Be sure to turn off the “auto-publishing” setting for your domain. This is the key to what we’ve been doing. Whenever you push to your production branch, Netlify will automatically fetch and build your branch (you can’t turn this off). However, you can stop Netlify from auto-publishing it (i.e. making the branch live). This is then where TravisCI comes in. It will trigger Netlify to publish the recent build (your latest push) after it has verified that your app has passed all the tests.

s auto publish

Sample run

Here’s what your TravisCI log should look like:

Retrieving latest deploy...
% Total % Received % Xferd Average Speed Time Time Time Current
Dload Upload Total Spent Left Speed
100 15956 0 15956 0 0 45474 0 --:--:-- --:--:-- --:--:-- 45588

Publishing build <latest build>...

% Total % Received % Xferd Average Speed Time Time Time Current
Dload Upload Total Spent Left Speed
100 1228 100 1226 100 2 2158 3 --:--:-- --:--:-- --:--:-- 2158

>>>Some json response dump for Netlify<<<

Update

Thanks to @giuliano_varriale, Netlify does enable auto-publishing once a build is pushed. I’ve also reached out to Netlify about this and they say it is the expected behaviour.
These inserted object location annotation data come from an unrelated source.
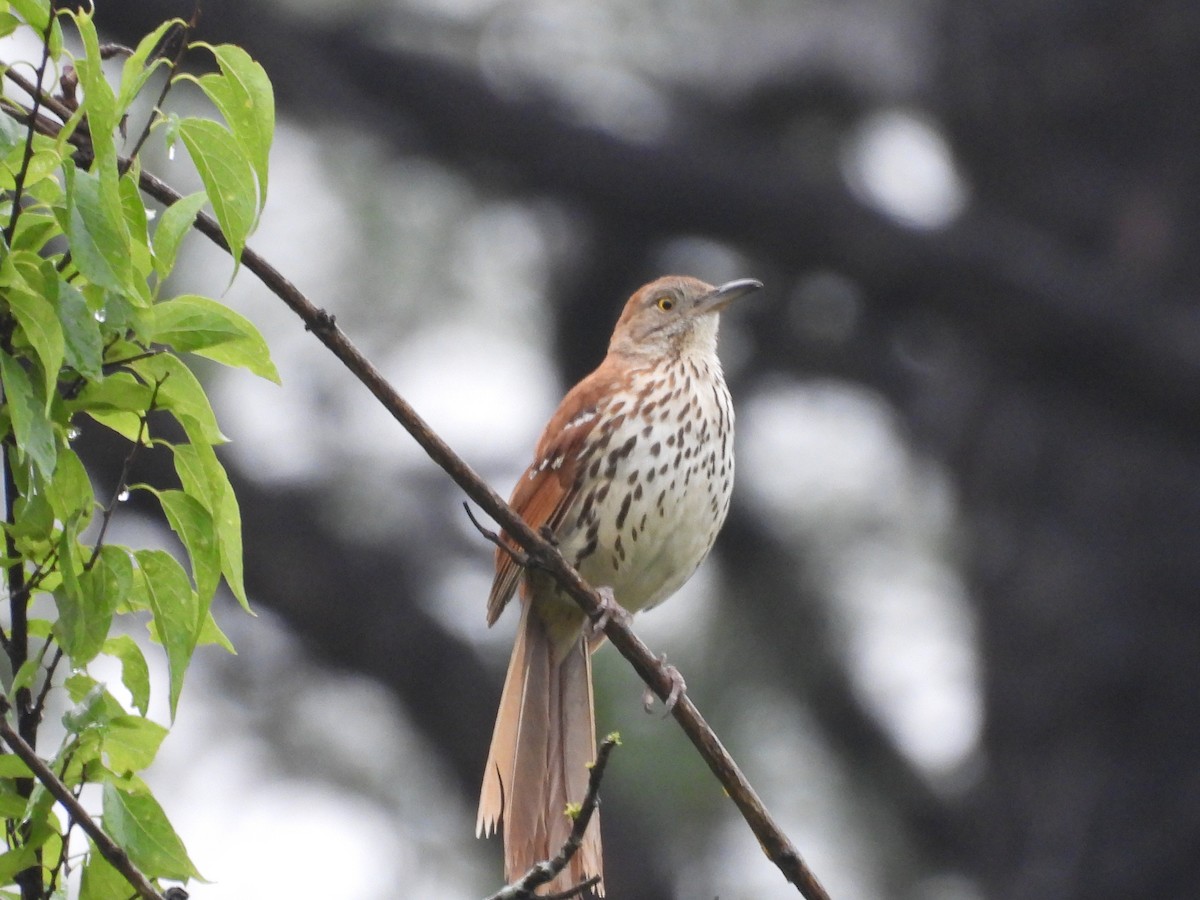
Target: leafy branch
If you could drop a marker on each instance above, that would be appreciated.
(87, 331)
(106, 845)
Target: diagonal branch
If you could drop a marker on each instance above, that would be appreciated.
(544, 873)
(106, 845)
(541, 552)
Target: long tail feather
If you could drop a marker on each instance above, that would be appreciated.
(541, 748)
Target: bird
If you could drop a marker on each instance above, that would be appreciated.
(631, 479)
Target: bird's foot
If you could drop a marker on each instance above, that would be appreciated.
(678, 687)
(610, 610)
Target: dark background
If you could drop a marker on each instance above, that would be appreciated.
(1039, 351)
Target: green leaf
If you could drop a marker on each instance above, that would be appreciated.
(193, 523)
(244, 96)
(227, 177)
(40, 322)
(201, 325)
(135, 73)
(88, 600)
(100, 101)
(12, 766)
(101, 881)
(132, 742)
(138, 225)
(30, 424)
(135, 671)
(204, 478)
(138, 825)
(211, 634)
(17, 861)
(118, 402)
(180, 394)
(83, 345)
(174, 222)
(177, 613)
(100, 244)
(35, 12)
(70, 491)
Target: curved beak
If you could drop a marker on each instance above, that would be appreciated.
(719, 298)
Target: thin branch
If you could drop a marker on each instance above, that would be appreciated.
(40, 703)
(544, 873)
(19, 181)
(117, 857)
(540, 551)
(521, 559)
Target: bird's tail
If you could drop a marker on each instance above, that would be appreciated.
(539, 761)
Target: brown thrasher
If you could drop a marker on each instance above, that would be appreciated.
(633, 479)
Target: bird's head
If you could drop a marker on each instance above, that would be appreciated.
(675, 316)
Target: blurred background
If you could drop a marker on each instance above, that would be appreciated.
(951, 630)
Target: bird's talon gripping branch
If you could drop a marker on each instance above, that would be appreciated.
(610, 611)
(678, 688)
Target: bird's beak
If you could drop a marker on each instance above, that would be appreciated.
(719, 298)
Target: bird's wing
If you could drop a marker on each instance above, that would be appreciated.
(547, 489)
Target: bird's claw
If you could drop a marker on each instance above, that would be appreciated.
(678, 687)
(610, 610)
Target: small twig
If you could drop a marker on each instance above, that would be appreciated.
(123, 480)
(177, 35)
(577, 891)
(108, 849)
(546, 871)
(19, 181)
(523, 561)
(40, 703)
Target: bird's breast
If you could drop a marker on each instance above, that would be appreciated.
(655, 478)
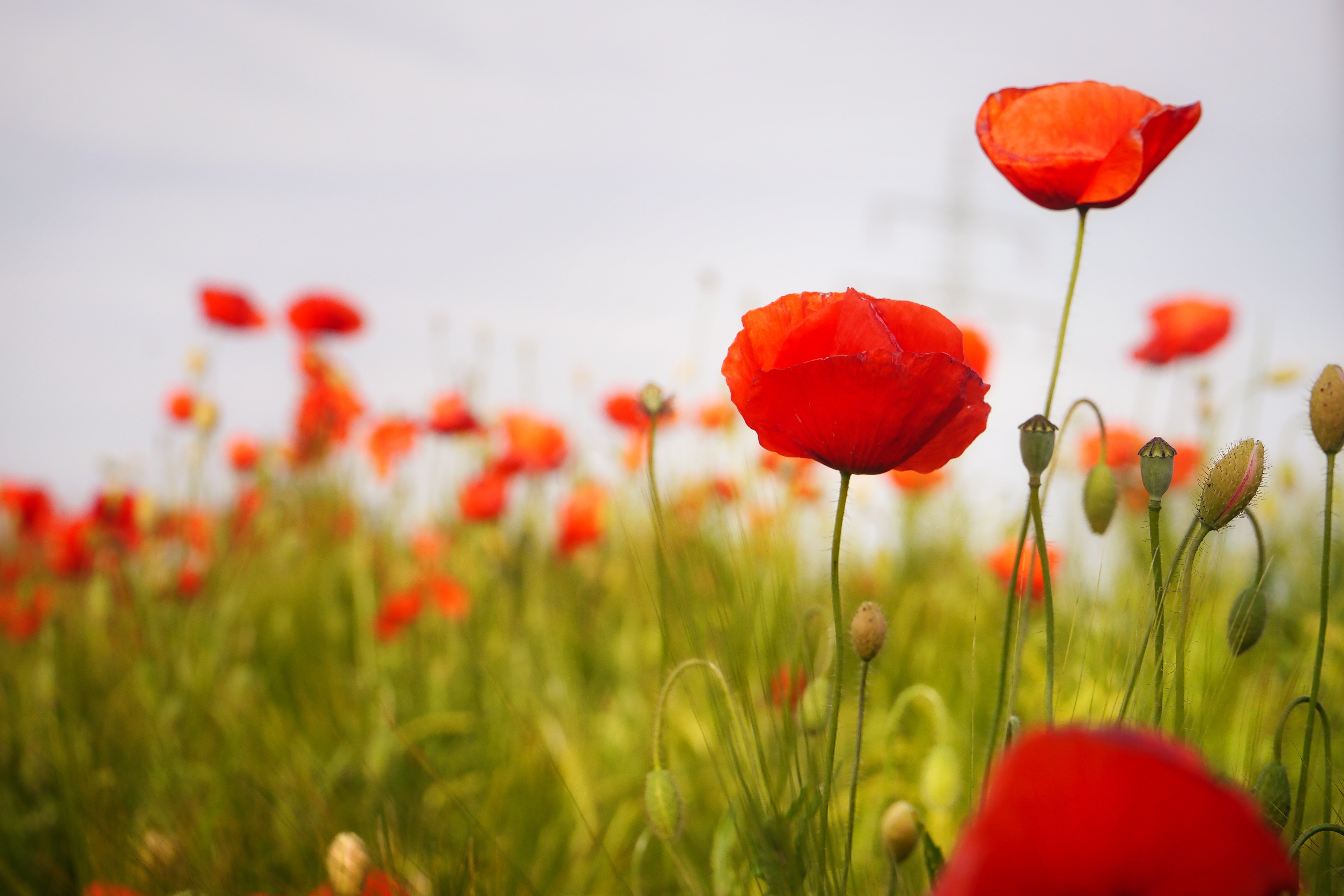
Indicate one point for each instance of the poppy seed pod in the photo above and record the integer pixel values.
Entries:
(1156, 464)
(900, 831)
(1100, 496)
(1037, 444)
(869, 631)
(1232, 484)
(1327, 409)
(663, 805)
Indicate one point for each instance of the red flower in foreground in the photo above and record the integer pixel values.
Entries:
(322, 314)
(1080, 146)
(230, 308)
(1184, 327)
(861, 385)
(1113, 813)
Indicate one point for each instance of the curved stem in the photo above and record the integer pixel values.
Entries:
(1069, 303)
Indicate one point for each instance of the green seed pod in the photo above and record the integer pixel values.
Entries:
(663, 805)
(1232, 484)
(1273, 794)
(1156, 463)
(1037, 444)
(1100, 496)
(1327, 409)
(1246, 620)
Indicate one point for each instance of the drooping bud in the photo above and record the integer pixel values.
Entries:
(869, 631)
(1327, 409)
(663, 805)
(1156, 463)
(1037, 444)
(1232, 484)
(900, 831)
(347, 864)
(1100, 496)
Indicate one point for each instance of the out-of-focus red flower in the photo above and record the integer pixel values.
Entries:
(1116, 812)
(451, 416)
(390, 441)
(581, 519)
(230, 308)
(1080, 146)
(1184, 327)
(1000, 564)
(323, 314)
(861, 385)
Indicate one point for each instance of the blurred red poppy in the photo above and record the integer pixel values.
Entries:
(1184, 327)
(1080, 146)
(322, 314)
(861, 385)
(1107, 813)
(230, 308)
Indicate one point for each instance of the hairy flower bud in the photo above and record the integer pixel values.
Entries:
(1327, 409)
(869, 631)
(1232, 484)
(1037, 444)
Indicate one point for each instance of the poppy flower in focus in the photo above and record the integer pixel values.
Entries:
(1080, 146)
(861, 385)
(1072, 812)
(1184, 327)
(322, 314)
(230, 308)
(581, 519)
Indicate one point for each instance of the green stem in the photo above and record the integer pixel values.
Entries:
(1320, 644)
(1069, 303)
(834, 727)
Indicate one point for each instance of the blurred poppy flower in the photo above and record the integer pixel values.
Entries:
(230, 308)
(1184, 327)
(861, 385)
(1080, 146)
(1113, 813)
(321, 314)
(581, 519)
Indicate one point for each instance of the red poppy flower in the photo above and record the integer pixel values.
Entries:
(1080, 146)
(230, 308)
(581, 519)
(1183, 327)
(861, 385)
(321, 314)
(1113, 813)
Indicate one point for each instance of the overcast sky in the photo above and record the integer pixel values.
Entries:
(604, 187)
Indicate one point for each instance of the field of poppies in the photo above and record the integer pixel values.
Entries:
(648, 684)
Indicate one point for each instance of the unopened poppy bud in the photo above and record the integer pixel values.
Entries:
(900, 831)
(869, 631)
(1037, 444)
(1232, 484)
(1100, 496)
(1327, 409)
(347, 863)
(663, 805)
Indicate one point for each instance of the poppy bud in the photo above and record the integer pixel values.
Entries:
(1273, 794)
(1037, 444)
(1100, 496)
(1246, 621)
(869, 631)
(1232, 484)
(900, 831)
(663, 805)
(1156, 463)
(1327, 409)
(347, 863)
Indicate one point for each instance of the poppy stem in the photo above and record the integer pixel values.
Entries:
(1320, 644)
(832, 729)
(1069, 303)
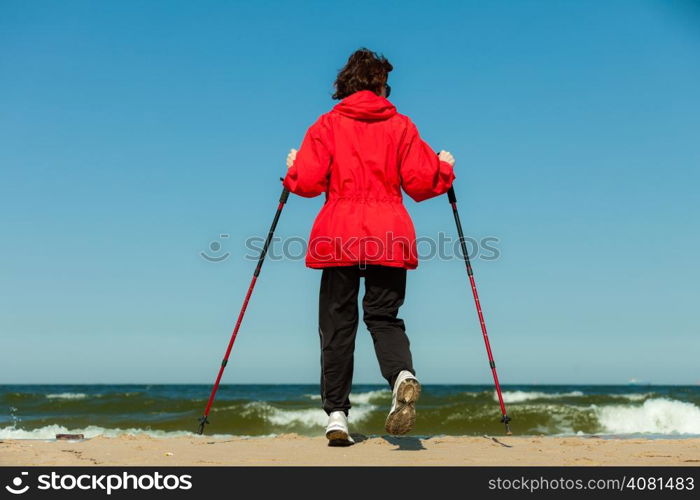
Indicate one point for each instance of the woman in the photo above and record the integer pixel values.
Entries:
(361, 154)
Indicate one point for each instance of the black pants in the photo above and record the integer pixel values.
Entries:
(338, 320)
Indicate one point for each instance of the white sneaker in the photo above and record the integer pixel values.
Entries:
(402, 415)
(337, 430)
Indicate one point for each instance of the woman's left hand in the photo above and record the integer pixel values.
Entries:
(291, 157)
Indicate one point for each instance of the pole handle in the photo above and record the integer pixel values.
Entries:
(451, 196)
(285, 193)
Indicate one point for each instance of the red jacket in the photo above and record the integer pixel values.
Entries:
(361, 153)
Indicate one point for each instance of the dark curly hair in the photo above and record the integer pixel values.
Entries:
(365, 70)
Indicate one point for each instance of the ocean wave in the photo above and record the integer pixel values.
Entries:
(367, 397)
(67, 395)
(360, 397)
(521, 396)
(91, 431)
(654, 416)
(308, 417)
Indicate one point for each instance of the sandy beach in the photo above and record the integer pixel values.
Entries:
(292, 449)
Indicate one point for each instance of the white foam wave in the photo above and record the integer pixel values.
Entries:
(50, 431)
(360, 397)
(67, 395)
(308, 417)
(654, 416)
(521, 396)
(367, 397)
(633, 396)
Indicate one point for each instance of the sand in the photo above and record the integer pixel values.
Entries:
(292, 449)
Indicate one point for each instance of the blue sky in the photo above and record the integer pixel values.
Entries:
(133, 134)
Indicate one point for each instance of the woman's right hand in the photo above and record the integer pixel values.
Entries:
(447, 156)
(291, 157)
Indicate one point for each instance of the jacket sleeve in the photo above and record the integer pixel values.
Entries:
(308, 175)
(423, 174)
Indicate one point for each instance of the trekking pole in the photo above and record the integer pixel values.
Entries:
(204, 419)
(453, 201)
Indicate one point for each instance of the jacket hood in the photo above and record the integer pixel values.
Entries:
(365, 105)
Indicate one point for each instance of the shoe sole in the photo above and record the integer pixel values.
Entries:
(401, 420)
(338, 438)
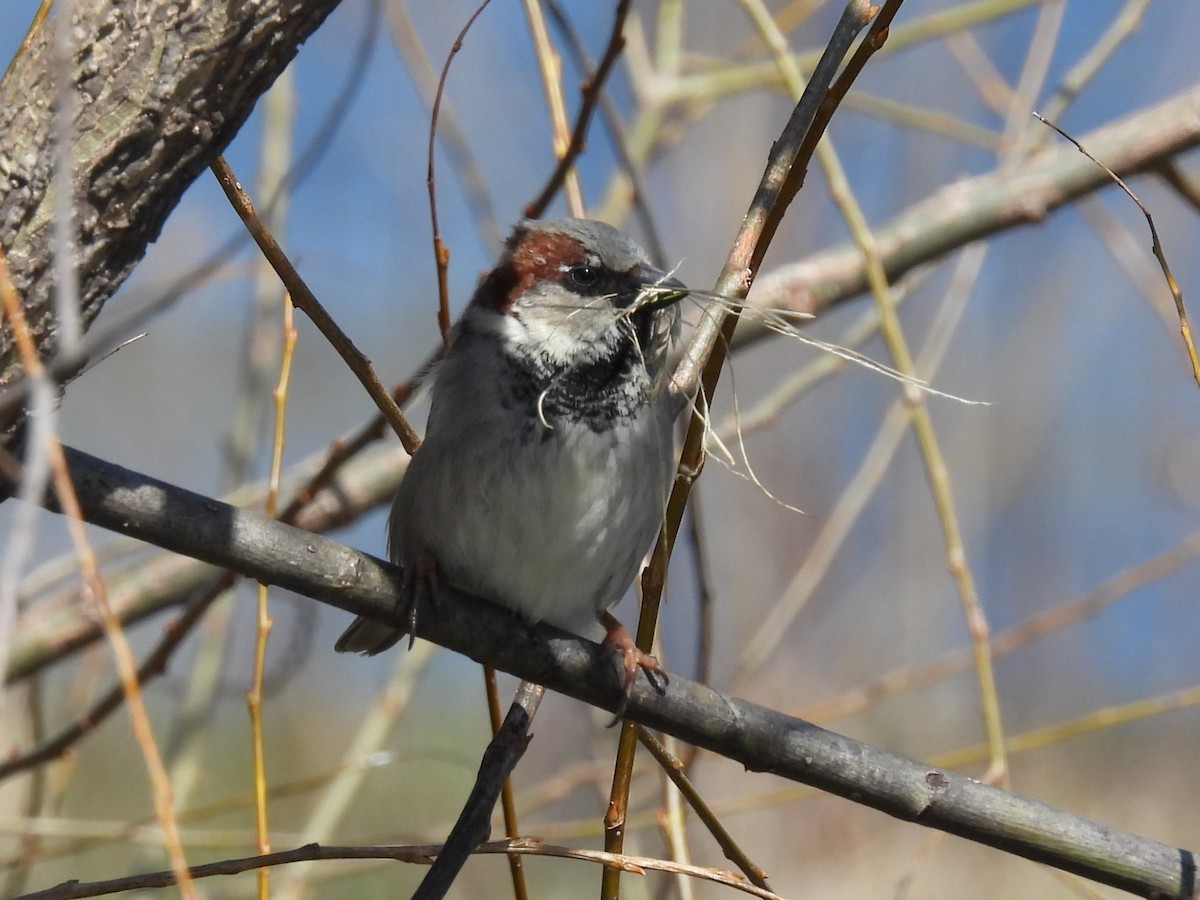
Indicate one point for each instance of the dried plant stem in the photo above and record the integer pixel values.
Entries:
(508, 804)
(94, 591)
(441, 251)
(673, 767)
(936, 471)
(923, 426)
(593, 90)
(1157, 249)
(263, 618)
(373, 733)
(705, 355)
(551, 69)
(838, 522)
(418, 855)
(305, 299)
To work around this, Netlify has an API called lockDeploy to which we can call to automatically re-lock our deployment.

It is as simple as adding the following snippet to our publish.sh file:

# https://open-api.netlify.com/#/default/lockDeploy
echo "Locking deploy to ${temp##*|}..."
curl -X POST -H "Authorization: Bearer $NETLIFY_PUBLISH_KEY" -d "{}" "https://api.netlify.com/api/v1/deploys/${temp##*|}/lock"

Again, thanks to @giuliano_varriale for pointing out the problem and providing a solution.